Condes de la bravura y Alcalde del milagro
Emociona un torrente de casta llamado Jaro dentro de un conjunto de Mayalde que se arrastró con las orejas
Lo que pasa en los corrales de Madrid es un misterio que sólo conoce Florito, que ya no es el veedor pero sigue mandando como mayoral. El baile del último festejo fue completo: rechazado el conjunto de Sánchez Herrero, se embarcó uno de Conde de Mayalde, un hierro con garantías que no falló y con el que la terna –¡qué difícil es ser torero!– no anduvo a la altura. Al primero, Escultor, se le adivinó su buena condición desde que Mario Alcalde lo saludó. Entre galleos y quites, unos cuantos capotazos se llevó antes de la eficaz lidia de Serrano. La espera del cartucho de ‘pescao’ trajo un volatín de campeonato, como para quitarle el récord a Duplantis con la pértiga. Crujió el ruedo y crujieron los huesos del condeso, que quería pero apenas podía. Se agradeció el sentido de la medida del conquense, que a las seis y veinticinco no sabía del milagro que, una hora después, se fecharía un 16 de abril con su nombre. Ocurrió con el más feote cuarto, al que presentó la muleta en la distancia larga. Como un tren de mercancías lo arrolló en una voltereta violentísima. Como para partirlo en dos. Pero allí estaba Mario, al que ahora llamaban ‘Super Mario’, desmadejado pero sin arredrarse ante ningún Bwoser. Sin chaquetilla regresó a la cara del toro, porque más toro era que muchos de los que lidian por algunos lares las figuras. Gustó su vertical estilo y el sello de esos zurdazos con ayuda para hacer frente a Eolo. A pies juntos voló unos bonitos naturales de broche para exprimir el noble pitón de Chorlito I. Cuando quiso montar la espada, ni podía alzar el brazo por la paliza y la lesión. Aun así,
aprovechando la arrancadita del mayalde, enterró el acero con habilidad y los pañuelos asomaron por mayoría. Claro que el presidente decidió guardarse el suyo. Merecía recorrer el anillo, aunque sólo saludó y se marchó a la enfermería por el callejón.
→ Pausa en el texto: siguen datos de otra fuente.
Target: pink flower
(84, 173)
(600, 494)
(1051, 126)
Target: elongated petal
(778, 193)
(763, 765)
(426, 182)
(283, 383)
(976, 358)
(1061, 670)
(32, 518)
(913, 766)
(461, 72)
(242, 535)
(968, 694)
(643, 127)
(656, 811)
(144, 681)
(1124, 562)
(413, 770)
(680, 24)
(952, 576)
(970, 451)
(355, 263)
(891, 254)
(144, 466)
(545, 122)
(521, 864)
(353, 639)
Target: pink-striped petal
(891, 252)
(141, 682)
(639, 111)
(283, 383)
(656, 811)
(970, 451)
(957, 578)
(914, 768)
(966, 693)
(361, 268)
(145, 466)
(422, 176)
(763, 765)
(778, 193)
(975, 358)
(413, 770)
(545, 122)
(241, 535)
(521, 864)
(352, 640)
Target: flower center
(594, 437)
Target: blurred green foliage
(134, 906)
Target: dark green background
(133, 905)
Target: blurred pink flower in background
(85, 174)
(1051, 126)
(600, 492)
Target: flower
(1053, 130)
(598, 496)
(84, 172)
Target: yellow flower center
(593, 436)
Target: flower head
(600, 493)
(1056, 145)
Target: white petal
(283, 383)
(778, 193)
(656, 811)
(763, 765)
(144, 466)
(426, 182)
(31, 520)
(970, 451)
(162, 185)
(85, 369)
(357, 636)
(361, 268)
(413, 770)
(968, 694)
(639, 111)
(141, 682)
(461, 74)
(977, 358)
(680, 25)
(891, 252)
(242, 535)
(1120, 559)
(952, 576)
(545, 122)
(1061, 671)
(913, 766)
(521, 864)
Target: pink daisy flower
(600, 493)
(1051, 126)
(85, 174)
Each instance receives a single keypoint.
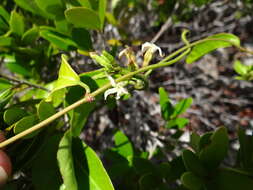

Escasa la petición en el segundo, un Jaro de bandera que llevaba las escrituras de un cortijo en cada pitón. Corrió turno José Rojo al ir para atrás el titular y asomó este bizquito 28. Qué codiciosa máquina de embestir. De apuesta y mando. El trujillano lo intentó con denuedo, pero sin estrecheces, ligerito y sin alcanzar ninguna cumbre con aquel torrente de casta, que, cierto es, hubiera sacado los colores a más de uno. Entre ovaciones despidieron a Jaro mientras a Rojo le frenaban la vuelta. Un tío fue luego el sobrero de Villamarta, que se movió con aspereza y al que mató con contundencia.
Los voluntariosos propósitos de Carlos Domínguez apenas tuvieron eco ni con el mejor tercero –con sus teclas– ni con el desclasado y serísimo sexto.